The Department of Licensing put out a “key” to reading the ADR in 2006. Perhaps not surprisingly, this document is very difficult to locate. I’ve put a copy on my website in the WebResources section. The most difficult part in understanding the ADR is the Department’s use of abbreviations. For example, a reference to “Non Ext” after conviction for an offense requiring additional license suspension, like a second degree driving while license suspension charge, means that there will be no re-suspension of the driver’s license. It actually stands for “Non Extension of suspension” but that definition, in itself, is confusing.
The ADR is broken into sections. From top to bottom, they are:
- Certification. The Department certifies that information on the ADR is a “true and correct” copy.
- Driver’s Information. In this section will be the driver’s name, address, licensing status (clear, suspended, or provisional) of both personal and commercial licenses. If an alcohol assessment or proof of treatment is required, it will show in this section.
- Restrictions. Requirements to wear corrective lenses, limits on the number of passengers or limitations on time of day, are listed in this section. It also shows whether or not a reissue fee is required. Any area and equipment requirements for vehicles driven will be shown here.
Current Citations. These records are broken into columns. From left to right, here’s what the information in those columns mean:
- An asterisk (*) indicates this is a current citation. A “C” next to it means that a commercial vehicle was involved. An “H” next to it means that hazardous materials were involved.
- Date of the Violation.
- Description of the violation.
- Date on which a Failure To Appear (FTA), Conviction, or Finding was entered on the violation.
- A “J” indicates that jail time was imposed. A “V” indicates that there was a juvenile involved.
- Type of Court when the driver appeared for conviction or finding. “D” means District Court. “M” means Municipal Court. “F” means Federal Court. “S” means Superior Court. “J” means Juvenile Court. “B” means Violation Bureau.
- The county code for the Court involved.
- Citation or Cause Number for violation.
- Collisions. This section is also broken into columns. From left to right, here’s what the information in those columns mean:
- “L” indicates that a letter was sent to the driver for uninsured collision.
- Date of the collision.
- Type of collision the driver was involved with.
- Number of vehicles involved in the collision.
- Number of injuries involved in the collision.

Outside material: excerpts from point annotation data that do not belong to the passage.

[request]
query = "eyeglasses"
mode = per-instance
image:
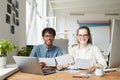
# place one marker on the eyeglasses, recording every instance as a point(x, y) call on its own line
point(84, 35)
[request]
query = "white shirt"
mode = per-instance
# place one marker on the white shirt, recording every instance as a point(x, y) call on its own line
point(91, 52)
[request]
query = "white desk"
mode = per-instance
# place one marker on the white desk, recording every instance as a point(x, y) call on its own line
point(10, 69)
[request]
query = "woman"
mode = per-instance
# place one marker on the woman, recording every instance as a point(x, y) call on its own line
point(85, 49)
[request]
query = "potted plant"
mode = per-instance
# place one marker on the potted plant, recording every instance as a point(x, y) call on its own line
point(5, 48)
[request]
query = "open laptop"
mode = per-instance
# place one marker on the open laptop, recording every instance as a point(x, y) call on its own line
point(31, 65)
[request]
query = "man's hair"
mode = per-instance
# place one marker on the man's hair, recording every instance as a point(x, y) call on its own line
point(48, 30)
point(88, 30)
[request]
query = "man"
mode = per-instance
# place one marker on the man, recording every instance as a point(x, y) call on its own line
point(46, 50)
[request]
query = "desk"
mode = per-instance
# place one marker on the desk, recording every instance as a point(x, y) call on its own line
point(10, 69)
point(62, 76)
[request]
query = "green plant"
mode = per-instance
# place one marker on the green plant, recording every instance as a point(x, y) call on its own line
point(6, 47)
point(24, 51)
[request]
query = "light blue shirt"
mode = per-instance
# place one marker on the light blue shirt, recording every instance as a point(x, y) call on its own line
point(40, 51)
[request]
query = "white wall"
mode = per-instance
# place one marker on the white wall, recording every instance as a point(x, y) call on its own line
point(69, 22)
point(19, 37)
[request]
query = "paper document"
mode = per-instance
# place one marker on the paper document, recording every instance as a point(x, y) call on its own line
point(83, 63)
point(48, 61)
point(64, 59)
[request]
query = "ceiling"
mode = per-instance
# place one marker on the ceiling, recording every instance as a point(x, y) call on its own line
point(81, 7)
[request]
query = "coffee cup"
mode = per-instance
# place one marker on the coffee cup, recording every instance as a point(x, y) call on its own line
point(99, 72)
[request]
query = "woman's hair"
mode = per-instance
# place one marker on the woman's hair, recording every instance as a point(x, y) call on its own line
point(89, 34)
point(49, 30)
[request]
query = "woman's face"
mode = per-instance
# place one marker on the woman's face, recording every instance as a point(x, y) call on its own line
point(48, 39)
point(83, 36)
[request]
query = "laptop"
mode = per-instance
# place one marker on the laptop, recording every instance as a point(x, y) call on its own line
point(31, 65)
point(81, 64)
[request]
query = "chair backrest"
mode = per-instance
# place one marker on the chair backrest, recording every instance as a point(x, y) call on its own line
point(63, 44)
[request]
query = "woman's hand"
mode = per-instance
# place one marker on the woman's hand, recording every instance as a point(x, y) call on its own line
point(91, 68)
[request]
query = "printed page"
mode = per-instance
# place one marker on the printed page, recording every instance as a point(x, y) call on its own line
point(65, 60)
point(48, 61)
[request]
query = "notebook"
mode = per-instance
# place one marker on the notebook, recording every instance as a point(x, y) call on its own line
point(31, 65)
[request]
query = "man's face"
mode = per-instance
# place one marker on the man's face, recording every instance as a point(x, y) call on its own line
point(48, 39)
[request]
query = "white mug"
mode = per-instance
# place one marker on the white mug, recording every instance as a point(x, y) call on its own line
point(99, 72)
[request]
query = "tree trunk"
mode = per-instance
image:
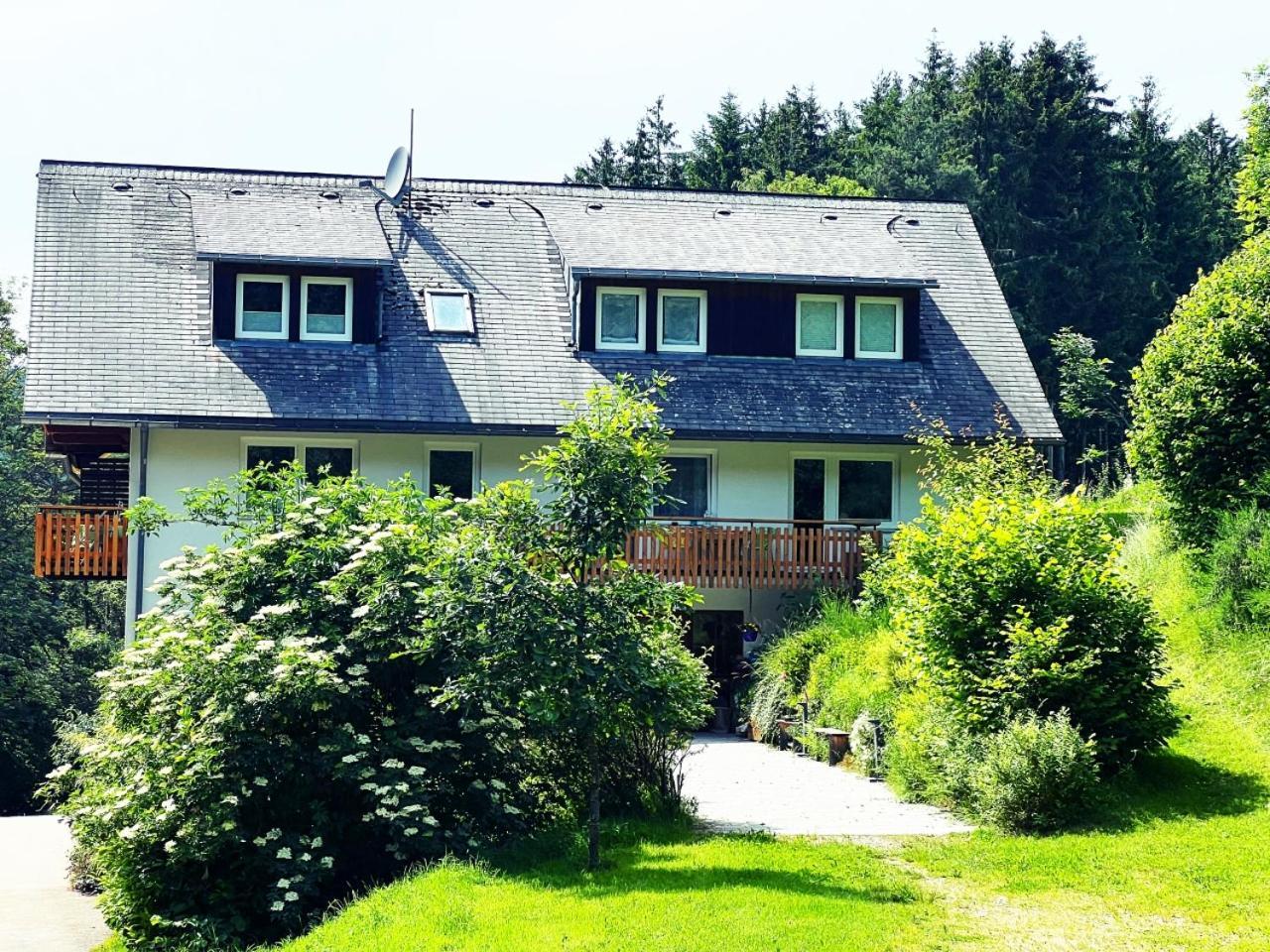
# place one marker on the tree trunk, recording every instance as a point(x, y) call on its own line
point(593, 803)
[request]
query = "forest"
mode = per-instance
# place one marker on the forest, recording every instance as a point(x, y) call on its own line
point(1096, 213)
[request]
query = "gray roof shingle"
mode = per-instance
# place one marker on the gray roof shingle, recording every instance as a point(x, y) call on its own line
point(121, 317)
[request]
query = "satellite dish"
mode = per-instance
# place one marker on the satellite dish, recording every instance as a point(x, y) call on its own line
point(395, 177)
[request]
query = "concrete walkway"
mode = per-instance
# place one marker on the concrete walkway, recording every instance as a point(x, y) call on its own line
point(743, 785)
point(39, 910)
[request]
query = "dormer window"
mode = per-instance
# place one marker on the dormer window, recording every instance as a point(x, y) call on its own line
point(326, 308)
point(820, 325)
point(262, 306)
point(449, 311)
point(880, 327)
point(620, 318)
point(681, 321)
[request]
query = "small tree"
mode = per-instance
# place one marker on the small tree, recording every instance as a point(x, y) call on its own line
point(606, 474)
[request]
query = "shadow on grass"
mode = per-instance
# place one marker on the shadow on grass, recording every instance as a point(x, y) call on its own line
point(642, 857)
point(1171, 785)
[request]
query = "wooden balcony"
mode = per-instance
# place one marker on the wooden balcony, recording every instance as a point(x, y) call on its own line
point(753, 553)
point(81, 542)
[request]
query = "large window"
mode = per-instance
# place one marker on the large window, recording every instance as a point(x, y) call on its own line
point(449, 311)
point(620, 318)
point(880, 327)
point(326, 308)
point(866, 489)
point(262, 306)
point(681, 321)
point(820, 325)
point(810, 489)
point(321, 458)
point(689, 486)
point(452, 470)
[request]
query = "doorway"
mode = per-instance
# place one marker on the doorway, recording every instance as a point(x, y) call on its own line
point(716, 638)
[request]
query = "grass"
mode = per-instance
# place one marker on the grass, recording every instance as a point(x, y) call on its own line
point(1175, 860)
point(662, 888)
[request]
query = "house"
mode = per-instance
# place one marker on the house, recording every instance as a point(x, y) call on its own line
point(187, 322)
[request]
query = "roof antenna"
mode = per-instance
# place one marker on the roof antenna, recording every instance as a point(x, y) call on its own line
point(397, 178)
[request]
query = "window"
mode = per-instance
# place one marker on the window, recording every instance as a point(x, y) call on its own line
point(620, 318)
point(270, 457)
point(866, 489)
point(320, 457)
point(880, 327)
point(325, 308)
point(689, 486)
point(449, 311)
point(810, 489)
point(263, 303)
point(820, 325)
point(452, 471)
point(681, 321)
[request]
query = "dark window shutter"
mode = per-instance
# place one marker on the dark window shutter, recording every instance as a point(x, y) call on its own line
point(912, 324)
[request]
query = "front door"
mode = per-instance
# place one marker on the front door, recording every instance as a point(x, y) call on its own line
point(716, 638)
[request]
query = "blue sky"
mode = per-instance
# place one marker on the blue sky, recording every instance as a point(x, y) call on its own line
point(509, 89)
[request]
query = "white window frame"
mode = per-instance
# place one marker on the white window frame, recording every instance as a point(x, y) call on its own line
point(711, 456)
point(286, 307)
point(799, 350)
point(830, 480)
point(305, 334)
point(302, 447)
point(699, 347)
point(898, 353)
point(451, 447)
point(445, 293)
point(642, 320)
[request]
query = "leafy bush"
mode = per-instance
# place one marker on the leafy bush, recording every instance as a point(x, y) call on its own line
point(1010, 602)
point(361, 679)
point(1201, 399)
point(1035, 774)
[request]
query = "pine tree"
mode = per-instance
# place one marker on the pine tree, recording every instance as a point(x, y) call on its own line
point(719, 149)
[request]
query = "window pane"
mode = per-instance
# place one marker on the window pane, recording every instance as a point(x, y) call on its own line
point(690, 483)
point(451, 471)
point(810, 489)
point(339, 460)
point(268, 457)
point(262, 307)
point(818, 327)
point(865, 489)
point(681, 320)
point(876, 327)
point(619, 320)
point(449, 312)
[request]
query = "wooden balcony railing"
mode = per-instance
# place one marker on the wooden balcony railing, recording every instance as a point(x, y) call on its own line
point(753, 553)
point(81, 542)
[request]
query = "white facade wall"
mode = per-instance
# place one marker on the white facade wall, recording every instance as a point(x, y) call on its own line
point(751, 481)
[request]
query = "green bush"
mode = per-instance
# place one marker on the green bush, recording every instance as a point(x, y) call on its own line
point(1010, 602)
point(1237, 574)
point(1037, 774)
point(1201, 399)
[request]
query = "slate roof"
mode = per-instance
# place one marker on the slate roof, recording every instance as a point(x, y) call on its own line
point(121, 326)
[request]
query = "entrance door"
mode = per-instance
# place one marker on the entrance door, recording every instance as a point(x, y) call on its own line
point(716, 638)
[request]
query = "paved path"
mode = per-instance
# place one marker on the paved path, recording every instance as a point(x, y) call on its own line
point(39, 910)
point(740, 784)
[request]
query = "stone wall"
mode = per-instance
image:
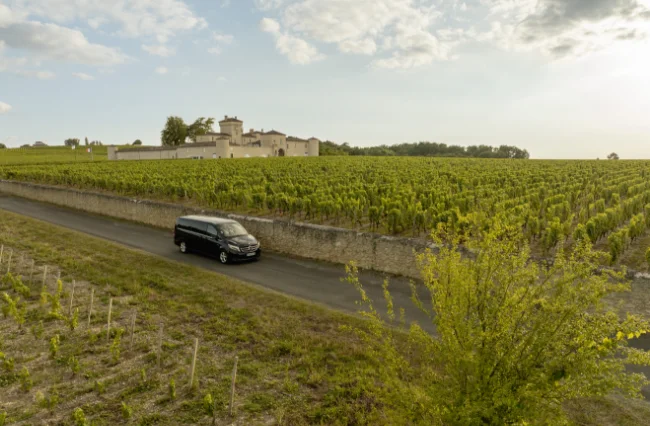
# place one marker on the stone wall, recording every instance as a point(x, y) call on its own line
point(382, 253)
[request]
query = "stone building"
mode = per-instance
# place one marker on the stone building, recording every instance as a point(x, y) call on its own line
point(229, 142)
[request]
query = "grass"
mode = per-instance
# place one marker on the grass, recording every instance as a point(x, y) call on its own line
point(296, 365)
point(51, 154)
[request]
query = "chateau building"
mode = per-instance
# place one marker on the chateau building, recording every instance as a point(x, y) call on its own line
point(229, 142)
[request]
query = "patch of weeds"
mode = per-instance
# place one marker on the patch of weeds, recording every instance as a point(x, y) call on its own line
point(172, 389)
point(38, 330)
point(26, 381)
point(79, 418)
point(259, 402)
point(127, 412)
point(100, 387)
point(55, 343)
point(115, 348)
point(151, 419)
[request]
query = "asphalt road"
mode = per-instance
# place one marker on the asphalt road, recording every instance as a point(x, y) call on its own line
point(315, 281)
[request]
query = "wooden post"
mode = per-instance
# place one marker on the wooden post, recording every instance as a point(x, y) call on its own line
point(196, 350)
point(108, 327)
point(160, 345)
point(90, 309)
point(71, 298)
point(232, 387)
point(44, 275)
point(132, 328)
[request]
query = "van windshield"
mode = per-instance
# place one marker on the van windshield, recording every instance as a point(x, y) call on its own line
point(232, 230)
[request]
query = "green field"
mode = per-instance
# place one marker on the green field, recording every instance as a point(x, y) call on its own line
point(297, 365)
point(605, 201)
point(51, 154)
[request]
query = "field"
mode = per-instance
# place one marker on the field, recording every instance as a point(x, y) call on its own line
point(605, 201)
point(296, 364)
point(52, 154)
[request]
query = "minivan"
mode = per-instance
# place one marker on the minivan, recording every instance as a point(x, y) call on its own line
point(225, 238)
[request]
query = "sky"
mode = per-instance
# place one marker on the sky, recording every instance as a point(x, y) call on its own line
point(560, 78)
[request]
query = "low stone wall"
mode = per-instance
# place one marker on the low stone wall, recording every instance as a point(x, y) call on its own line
point(382, 253)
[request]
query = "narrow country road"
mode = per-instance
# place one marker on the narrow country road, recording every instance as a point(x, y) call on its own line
point(315, 281)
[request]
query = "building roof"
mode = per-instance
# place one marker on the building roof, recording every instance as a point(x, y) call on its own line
point(295, 139)
point(142, 148)
point(196, 144)
point(216, 134)
point(274, 132)
point(227, 119)
point(209, 219)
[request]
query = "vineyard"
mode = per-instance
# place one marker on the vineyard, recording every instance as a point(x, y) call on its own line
point(51, 154)
point(551, 201)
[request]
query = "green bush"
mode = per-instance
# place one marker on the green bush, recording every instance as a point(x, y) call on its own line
point(514, 339)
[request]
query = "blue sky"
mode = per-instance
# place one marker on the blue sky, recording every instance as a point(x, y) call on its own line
point(561, 78)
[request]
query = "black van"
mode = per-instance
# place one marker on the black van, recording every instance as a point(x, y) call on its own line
point(215, 236)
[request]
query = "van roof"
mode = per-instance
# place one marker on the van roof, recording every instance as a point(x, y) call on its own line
point(208, 219)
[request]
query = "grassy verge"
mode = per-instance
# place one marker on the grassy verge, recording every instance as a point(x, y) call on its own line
point(296, 365)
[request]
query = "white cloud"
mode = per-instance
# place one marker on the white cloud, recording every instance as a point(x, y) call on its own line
point(159, 50)
point(269, 25)
point(83, 76)
point(413, 33)
point(54, 42)
point(160, 19)
point(403, 29)
point(296, 49)
point(565, 28)
point(4, 108)
point(268, 4)
point(220, 40)
point(40, 75)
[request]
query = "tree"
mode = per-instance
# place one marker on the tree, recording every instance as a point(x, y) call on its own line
point(200, 127)
point(514, 339)
point(174, 133)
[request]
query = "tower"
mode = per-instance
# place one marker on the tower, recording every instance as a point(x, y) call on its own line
point(313, 147)
point(234, 127)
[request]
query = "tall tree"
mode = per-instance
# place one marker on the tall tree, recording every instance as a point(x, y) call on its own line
point(174, 133)
point(200, 127)
point(71, 142)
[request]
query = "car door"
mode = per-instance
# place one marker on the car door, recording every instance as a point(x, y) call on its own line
point(213, 241)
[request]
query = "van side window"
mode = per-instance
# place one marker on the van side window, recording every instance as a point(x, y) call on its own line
point(212, 231)
point(201, 227)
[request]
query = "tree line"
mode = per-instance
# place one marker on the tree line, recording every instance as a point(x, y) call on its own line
point(425, 149)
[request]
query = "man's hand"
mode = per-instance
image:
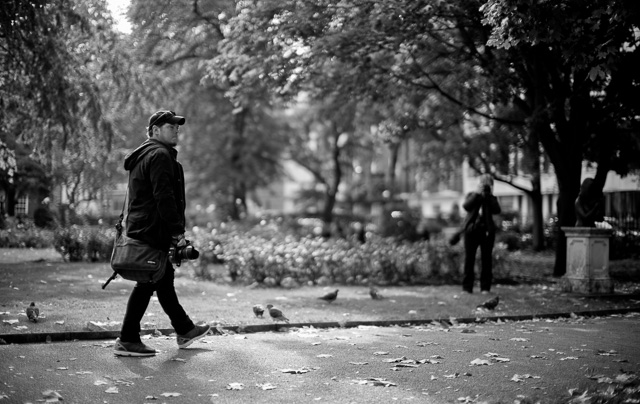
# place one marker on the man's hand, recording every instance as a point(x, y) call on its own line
point(178, 240)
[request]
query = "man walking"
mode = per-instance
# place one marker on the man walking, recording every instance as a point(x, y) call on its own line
point(156, 208)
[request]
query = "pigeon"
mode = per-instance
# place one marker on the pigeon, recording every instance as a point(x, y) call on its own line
point(258, 310)
point(375, 295)
point(276, 314)
point(489, 304)
point(33, 312)
point(329, 297)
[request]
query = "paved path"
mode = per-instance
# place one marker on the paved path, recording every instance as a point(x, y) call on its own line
point(336, 365)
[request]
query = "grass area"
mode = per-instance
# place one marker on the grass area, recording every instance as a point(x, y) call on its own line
point(70, 296)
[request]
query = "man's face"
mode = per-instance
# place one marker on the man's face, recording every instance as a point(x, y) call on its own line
point(167, 134)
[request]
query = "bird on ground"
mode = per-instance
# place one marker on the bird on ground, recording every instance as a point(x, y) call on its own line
point(258, 310)
point(329, 297)
point(276, 314)
point(489, 304)
point(33, 312)
point(375, 295)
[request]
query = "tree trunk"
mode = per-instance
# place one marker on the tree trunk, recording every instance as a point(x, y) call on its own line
point(332, 186)
point(394, 148)
point(536, 206)
point(10, 194)
point(568, 176)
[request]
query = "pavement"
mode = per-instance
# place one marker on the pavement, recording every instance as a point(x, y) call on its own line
point(546, 360)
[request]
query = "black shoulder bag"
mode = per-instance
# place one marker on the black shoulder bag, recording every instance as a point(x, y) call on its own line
point(132, 259)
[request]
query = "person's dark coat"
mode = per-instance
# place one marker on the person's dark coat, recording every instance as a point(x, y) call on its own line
point(156, 194)
point(477, 218)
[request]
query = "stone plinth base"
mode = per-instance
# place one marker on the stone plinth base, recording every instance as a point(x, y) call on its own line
point(587, 260)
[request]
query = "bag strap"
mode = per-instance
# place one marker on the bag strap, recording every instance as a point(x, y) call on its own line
point(122, 224)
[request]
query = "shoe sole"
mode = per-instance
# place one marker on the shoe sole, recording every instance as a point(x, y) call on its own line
point(134, 354)
point(194, 339)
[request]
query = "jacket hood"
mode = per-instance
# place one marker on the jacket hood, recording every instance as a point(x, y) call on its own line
point(132, 159)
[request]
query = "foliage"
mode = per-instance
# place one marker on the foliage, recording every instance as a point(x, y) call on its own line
point(624, 245)
point(264, 255)
point(76, 243)
point(43, 217)
point(23, 233)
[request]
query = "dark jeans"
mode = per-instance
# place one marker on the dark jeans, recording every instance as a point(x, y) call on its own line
point(473, 240)
point(139, 301)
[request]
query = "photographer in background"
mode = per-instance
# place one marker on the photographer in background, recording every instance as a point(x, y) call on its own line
point(156, 216)
point(480, 232)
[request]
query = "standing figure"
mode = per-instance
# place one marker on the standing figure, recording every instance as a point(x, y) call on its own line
point(480, 231)
point(156, 216)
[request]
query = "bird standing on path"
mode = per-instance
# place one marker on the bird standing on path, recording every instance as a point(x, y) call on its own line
point(375, 295)
point(33, 312)
point(329, 297)
point(258, 310)
point(489, 304)
point(276, 314)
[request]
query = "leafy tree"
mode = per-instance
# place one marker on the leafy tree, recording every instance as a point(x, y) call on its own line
point(535, 56)
point(232, 146)
point(573, 62)
point(72, 82)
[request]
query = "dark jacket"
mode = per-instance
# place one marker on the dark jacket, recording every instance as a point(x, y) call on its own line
point(477, 217)
point(156, 194)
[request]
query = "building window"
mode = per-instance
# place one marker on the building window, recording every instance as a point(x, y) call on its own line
point(22, 205)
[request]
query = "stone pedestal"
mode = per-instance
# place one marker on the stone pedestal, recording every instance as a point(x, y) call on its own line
point(587, 260)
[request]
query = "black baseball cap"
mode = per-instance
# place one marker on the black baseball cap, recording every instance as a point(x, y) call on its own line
point(164, 116)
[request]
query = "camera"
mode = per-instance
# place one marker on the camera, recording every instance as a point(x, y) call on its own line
point(186, 252)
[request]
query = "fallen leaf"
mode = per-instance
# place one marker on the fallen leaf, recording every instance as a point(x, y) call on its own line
point(376, 381)
point(480, 362)
point(393, 360)
point(606, 353)
point(518, 378)
point(52, 396)
point(295, 371)
point(430, 361)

- Number of fatalities involved in the collision.
- If uninsured collision – case number for reference of the collision.
- Administrative Action. This section is also broken into columns. From left to right, here’s what the information in those columns mean:
- Date of the administrative action taken.
- Type of administrative action taken. This section uses 12 abbreviations: “REV” means revoked. “REL” means released. “SUSP” means suspended. “REIN” means reinstated. “PROB” means probation. “VIOL” means violation. “CMP” means compliance. “STAY” means stayed action. “CANC” means canceled. “DISQ” means disqualified. “ODL” means occupational. Finally, if there is just a blank it means no action.
- Field in which administrative action was taken. This is for internal Department of Licensing use only.
- Description of action taken.
- Release date of administrative action.
- Date driver is eligible to reinstate on administrative action.
- Date of violation of administrative action.
- DUI conviction – Display of BAC reading, if available.
- Number of days given to driver for credit for time served on same violation if DUI conviction/admin per se.